Servicemembers help judge district science competition

GOODFELLOW AIR FORCE BASE, Texas -- Approximately 60 military members lent their services as judges to the District XI Regional Science and Engineering Competition, Feb. 24 at Angelo State University. The competition showcased the projects of more than 300 junior high and high school students from all over West Texas, from as far away as Del Rio, Texas, to as close as students from Central and Lake View High Schools.

"You are going to see the result of a lot of hard work," said Dr. Paul Swets, chairman of judging. The volunteers from Goodfellow joined others from the San Angelo community to judge the event. Any volunteer was eligible to judge the junior high school events, while judging the high school categories required a master's degree.

"This is a competition, not a fair," said Steve Skinner, the chairman of the event. Winners here, he said, will go on to the state level. Additionally, the top three high school projects will receive scholarships to Angelo State University. "It's amazing the effects we can have on these kids," he said.

That sentiment was shared by the military judges, like Airman 1st Class Jonathan Blythe, a 17th Comptroller Squadron Airman who volunteered to judge "mostly to help the young people embrace education." Airman Blythe expressed his admiration for these young men and women, and for their projects. "They're our future developers of new technology," he said. "Potentially, they're the future of America."

Other judges, like Master Sgt. Steven Clark, a special instruments instructor with the 312th Training Squadron, felt drawn to volunteer for different reasons. According to Sergeant Clark, SPINSTRA is "matched up pretty well for this, with our background in physics and science." This is his second year judging, in part, he said, because "you never know what you're going to see."
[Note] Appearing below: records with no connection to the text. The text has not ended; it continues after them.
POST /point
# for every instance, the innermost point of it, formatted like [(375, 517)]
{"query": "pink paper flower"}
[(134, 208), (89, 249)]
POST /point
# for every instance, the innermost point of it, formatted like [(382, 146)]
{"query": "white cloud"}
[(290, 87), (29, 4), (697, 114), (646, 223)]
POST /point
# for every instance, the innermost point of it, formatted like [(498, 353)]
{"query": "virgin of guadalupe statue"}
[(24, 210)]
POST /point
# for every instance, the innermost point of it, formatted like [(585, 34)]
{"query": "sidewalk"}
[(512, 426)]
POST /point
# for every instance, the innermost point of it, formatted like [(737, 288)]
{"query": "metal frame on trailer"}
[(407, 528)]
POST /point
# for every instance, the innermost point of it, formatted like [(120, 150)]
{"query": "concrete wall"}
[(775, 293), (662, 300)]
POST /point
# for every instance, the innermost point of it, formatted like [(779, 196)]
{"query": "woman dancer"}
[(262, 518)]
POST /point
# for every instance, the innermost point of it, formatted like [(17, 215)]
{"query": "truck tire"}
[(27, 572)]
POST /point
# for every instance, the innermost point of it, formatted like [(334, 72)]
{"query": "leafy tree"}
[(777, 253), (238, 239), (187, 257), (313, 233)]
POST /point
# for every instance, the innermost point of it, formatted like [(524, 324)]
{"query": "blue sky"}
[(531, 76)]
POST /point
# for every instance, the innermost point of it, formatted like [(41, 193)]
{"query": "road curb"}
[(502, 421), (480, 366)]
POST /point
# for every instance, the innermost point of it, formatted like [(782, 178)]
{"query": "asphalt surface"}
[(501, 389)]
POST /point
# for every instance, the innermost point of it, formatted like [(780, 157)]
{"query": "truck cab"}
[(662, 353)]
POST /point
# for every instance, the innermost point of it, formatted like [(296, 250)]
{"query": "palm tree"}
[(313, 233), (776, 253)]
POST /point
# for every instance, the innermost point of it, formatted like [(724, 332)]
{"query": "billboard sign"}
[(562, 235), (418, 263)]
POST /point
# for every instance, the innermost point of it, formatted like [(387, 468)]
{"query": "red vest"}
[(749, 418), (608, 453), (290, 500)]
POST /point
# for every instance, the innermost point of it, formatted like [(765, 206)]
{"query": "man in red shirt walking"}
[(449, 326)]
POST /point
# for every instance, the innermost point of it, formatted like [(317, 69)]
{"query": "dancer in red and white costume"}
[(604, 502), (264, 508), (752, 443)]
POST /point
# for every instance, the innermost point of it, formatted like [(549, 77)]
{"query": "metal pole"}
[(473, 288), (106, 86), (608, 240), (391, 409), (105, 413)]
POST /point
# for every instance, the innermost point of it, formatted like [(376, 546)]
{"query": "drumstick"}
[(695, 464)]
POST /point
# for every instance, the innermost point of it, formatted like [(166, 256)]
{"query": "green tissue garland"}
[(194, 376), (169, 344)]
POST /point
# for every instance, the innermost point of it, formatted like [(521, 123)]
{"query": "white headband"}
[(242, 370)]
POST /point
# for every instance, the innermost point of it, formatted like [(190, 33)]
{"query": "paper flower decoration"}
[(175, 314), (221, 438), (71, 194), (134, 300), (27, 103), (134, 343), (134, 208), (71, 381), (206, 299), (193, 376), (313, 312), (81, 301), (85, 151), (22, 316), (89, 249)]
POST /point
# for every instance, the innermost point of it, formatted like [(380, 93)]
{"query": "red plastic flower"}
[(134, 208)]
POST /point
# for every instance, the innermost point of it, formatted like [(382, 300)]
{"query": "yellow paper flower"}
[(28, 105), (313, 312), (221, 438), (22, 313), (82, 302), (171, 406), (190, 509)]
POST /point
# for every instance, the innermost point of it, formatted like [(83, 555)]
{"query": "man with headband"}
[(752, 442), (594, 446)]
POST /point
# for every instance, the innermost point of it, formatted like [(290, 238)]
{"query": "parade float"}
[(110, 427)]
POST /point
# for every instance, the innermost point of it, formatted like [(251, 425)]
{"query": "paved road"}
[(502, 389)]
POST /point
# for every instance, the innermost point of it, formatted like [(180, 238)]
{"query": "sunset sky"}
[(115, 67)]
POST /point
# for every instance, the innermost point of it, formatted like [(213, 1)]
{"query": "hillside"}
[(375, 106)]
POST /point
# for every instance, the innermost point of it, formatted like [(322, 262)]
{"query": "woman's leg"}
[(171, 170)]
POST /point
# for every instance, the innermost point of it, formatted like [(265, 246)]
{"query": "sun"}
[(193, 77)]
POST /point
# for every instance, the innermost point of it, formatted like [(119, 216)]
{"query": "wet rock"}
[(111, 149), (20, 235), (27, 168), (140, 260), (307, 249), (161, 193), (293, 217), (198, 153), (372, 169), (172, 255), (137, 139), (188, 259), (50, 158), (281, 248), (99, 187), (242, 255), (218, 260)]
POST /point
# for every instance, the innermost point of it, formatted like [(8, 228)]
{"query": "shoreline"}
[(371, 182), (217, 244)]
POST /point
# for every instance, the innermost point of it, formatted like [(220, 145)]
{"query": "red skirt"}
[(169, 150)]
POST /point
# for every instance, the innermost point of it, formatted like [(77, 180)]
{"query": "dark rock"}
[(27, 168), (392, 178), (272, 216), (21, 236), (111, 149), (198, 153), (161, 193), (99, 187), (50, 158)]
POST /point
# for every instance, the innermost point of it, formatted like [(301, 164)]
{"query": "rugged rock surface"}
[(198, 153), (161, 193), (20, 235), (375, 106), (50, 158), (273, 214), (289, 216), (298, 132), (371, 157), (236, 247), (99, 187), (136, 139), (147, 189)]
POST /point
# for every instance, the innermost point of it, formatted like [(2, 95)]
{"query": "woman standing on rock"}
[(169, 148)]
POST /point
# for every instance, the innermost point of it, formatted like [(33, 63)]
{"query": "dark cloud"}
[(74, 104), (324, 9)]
American Airmen weren't the only judge volunteers. The entire International Officer's Course took a day to give back to the local community as well.

"They're all pretty interesting projects," said New Zealand Air Force 1st Lt. Ian Peters, an IOC student who volunteered to judge the environmental science category. "They're all so young," he added. "Doing these scientific displays is quite impressive, really."
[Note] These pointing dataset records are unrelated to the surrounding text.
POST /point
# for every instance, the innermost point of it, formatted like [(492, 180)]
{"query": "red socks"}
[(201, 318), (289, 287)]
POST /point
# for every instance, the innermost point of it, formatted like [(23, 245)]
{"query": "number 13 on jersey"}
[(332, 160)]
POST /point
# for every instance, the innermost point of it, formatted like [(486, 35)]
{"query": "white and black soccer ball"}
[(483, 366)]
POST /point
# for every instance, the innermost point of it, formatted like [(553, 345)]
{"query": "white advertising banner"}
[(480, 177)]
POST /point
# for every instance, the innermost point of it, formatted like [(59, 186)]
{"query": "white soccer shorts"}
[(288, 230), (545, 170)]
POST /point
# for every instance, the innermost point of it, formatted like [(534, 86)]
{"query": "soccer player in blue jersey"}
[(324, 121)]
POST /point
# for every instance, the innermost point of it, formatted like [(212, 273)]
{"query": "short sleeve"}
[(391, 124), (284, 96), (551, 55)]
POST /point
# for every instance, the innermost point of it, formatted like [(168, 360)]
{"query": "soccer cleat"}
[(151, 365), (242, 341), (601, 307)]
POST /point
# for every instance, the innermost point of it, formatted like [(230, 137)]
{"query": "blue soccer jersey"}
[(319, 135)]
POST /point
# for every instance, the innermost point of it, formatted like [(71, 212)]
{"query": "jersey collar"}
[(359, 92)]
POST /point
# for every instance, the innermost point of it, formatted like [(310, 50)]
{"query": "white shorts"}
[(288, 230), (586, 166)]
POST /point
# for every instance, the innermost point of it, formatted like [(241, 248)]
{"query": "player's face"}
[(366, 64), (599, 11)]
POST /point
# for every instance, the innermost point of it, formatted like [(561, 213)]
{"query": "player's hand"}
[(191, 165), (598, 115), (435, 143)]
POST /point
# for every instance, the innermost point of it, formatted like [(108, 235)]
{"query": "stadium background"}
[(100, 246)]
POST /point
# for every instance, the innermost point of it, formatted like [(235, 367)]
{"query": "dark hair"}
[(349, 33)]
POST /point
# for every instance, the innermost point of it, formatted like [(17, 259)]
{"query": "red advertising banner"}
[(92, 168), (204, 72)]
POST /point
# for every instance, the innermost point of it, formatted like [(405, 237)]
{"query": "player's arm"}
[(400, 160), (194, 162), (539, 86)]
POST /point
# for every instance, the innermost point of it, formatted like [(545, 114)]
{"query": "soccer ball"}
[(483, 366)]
While Angelo State University thanked all the volunteers, Staff Sgt. Timothy Hagen, a fire instructor with the 312 TRS, said the volunteer effort was its own reward.

"Having the community see us out here, in uniform, helps them see us as part of them rather than 'just' the military," said Sergeant Hagen, who has volunteered for the event for the past four years. "The students are learning, but so are we," he added. "Everything they do here helps the future."